LLM extraction was the obvious tool. The hard part was making it trustworthy enough to remove the person from the loop without removing the audit trail.

Architecture

upload → render → segment → extract → consensus → validate → research → persist
                                        ↑                     ↑
                                   agreement score       address/format rules

data layering:   Raw (model outputs)  →  Suggested (consensus)  →  Final (human-confirmed)
                 └── no silent overwrites. every layer is auditable ──┘

Each stage of the pipeline is a separately addressable Azure Function inside a Durable orchestration. A scan goes in; a structured record comes out; every intermediate state is persisted. The orchestration is the audit trail.

Why consensus voting

One model is one opinion. The interesting failures aren't refusals or hallucinations — they're plausible-but-wrong values that pass eyeballing. Field-level consensus across multiple extraction models gives you an agreement score per field. When models agree, you trust the value and let it through. When they disagree, you know exactly which field to look at.

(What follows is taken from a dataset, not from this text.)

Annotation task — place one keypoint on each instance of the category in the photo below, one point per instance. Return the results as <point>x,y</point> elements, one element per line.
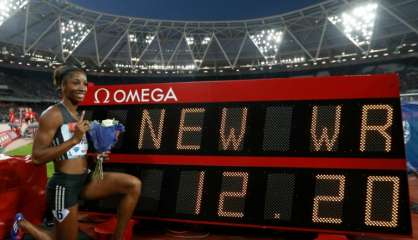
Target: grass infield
<point>26,150</point>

This isn't about averaging the models. It's about locating uncertainty. The tool surfaces the disagreement at the field level so a human reviews thirty seconds of work, not a fifteen-minute form.

Why three data layers

Raw, Suggested, Final. Raw is what each model returned. Suggested is consensus. Final is what a human confirmed (or auto-confirmed under threshold). Each layer is preserved on disk. Nothing is silently overwritten.

This is the layer that turns "the AI is making decisions" into "the AI is making suggestions you can review and override." It's also what made the compliance conversation tractable — every record has a complete provenance chain.

Deterministic validators

LLMs are not the right tool for "is this a valid US address." A Smarty / USPS lookup is. The pipeline runs deterministic validators after extraction — address verification, format rules, range checks — and pushes failures back into the review queue. Models propose; validators dispose.

Learning loop

Every human correction produces a structured event: which field, what the model said, what the human changed it to, and why. Those events feed few-shot examples into subsequent extractions. The accuracy curve trends up over time without anyone retraining a model.

Decisions and trade-offs

Auto-approve threshold

Auto-apply gates exist because review time is the constraint, not extraction accuracy. The threshold is configurable per field — high-stakes fields (amounts, identifiers) require higher confidence than low-stakes ones (categorization, optional notes). The threshold is exposed in the admin UI; it's not buried in a config file.

No fine-tuned model

The pipeline runs general-purpose models with structured prompts. Fine-tuning was considered and skipped — the consensus + validator + correction loop got accuracy past the threshold without it, and a fine-tuned model would have locked the architecture to a specific provider. The pipeline is provider-agnostic and can swap models per stage.

Audit-first failure mode

When something goes wrong — a model returns malformed JSON, a validator times out, a stage crashes — the orchestration captures the failure as a first-class event. The record is preserved in its last good state with the failure attached. There is no failure mode where work is silently lost.

Stack

TypeScript Next.js Azure Functions Durable Orchestration Static Web Apps Azure SQL Blob Storage Entra ID Bicep IaC Key Vault RBAC Zod Playwright E2E Vitest Sentry (PII-scrubbed)

What I'd do again

The Raw / Suggested / Final pattern. It is the single feature that made compliance review easy.
Field-level consensus over document-level. Locating uncertainty at the field is the difference between "review everything" and "review the two fields that disagree."
Deterministic validators on top. The LLM proposes; the validator decides what's actually a valid value.

What I'd do differently

Treat the correction-event log as a first-class dataset earlier. It has more downstream uses than I planned for.
Bake provider-swap into the prompt registry from day one rather than retrofitting it.